To help the police, local politicians passed a law targeting masked demonstrators.
But what they see as a step toward public safety has been criticized as
an attempt to put democracy up for sale. The ordinance, which sets a fine
of at least $75, allows police to arrest mask wearers who evidence "the
specific intent to intimidate or threaten another person."
While no-mask laws exist in at least 18 states, most were designed to
deal with secret societies like the Ku Klux Klan, whose intimidation factor
was heightened by members' concealed identities. Philadelphia's law, in
language derived from hate-crime legislation, signals a new target: political
activists, particularly self-described or suspected anarchists. Ironically,
the people protected by the first laws--religious, racial, sexual and political
minorities--are potentially the focus of the second wave.

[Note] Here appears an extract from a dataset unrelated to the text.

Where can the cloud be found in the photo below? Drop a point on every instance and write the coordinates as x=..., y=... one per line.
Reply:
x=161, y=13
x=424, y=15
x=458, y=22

Among local activists, there's concern that the "known troublemakers" and "infiltrators" that
the law's sponsor, Councilman Richard Mariano, hopes to guard against will
be confused with nonviolent street-theater performers and demonstrators
who have taken a cautionary lesson from the Seattle and Washington protests. "Particularly
in Seattle," says a labor organizer who attended both, "just
being out on the street meant you were subject to chemical warfare."
Civil rights advocates argue that the law, aside from requiring ESP to
recognize "specific intent," quashes free speech and is a thinly
veiled crowd-control mechanism, and not necessarily one that works. Seattle
had passed an emergency two-day gas-mask ban to little effect. Detroit
passed one too, anticipating trouble at a June meeting of the Organization
of American States, but the law was never used. "How in heaven's name
can the average officer know what the 'intent' of the masked individual
is?" asks Stefan Presser of Pennsylvania's A.C.L.U. "What the
officers are going to do is equate masked faces with permission to remove
these individuals from the streets."
Protesters fear that the ambiguously worded law is so likely to be misunderstood that any attempt to enforce it will erupt in violence. Perhaps this is why, even before last week's police beating, Police Commissioner John Timoney decided that only he and his two deputy commissioners will have the power to order its use. Like beauty, intent is in the eye of the beholder. One thing no one questions: Los Angeles, home to August's Democratic Convention, will be watching.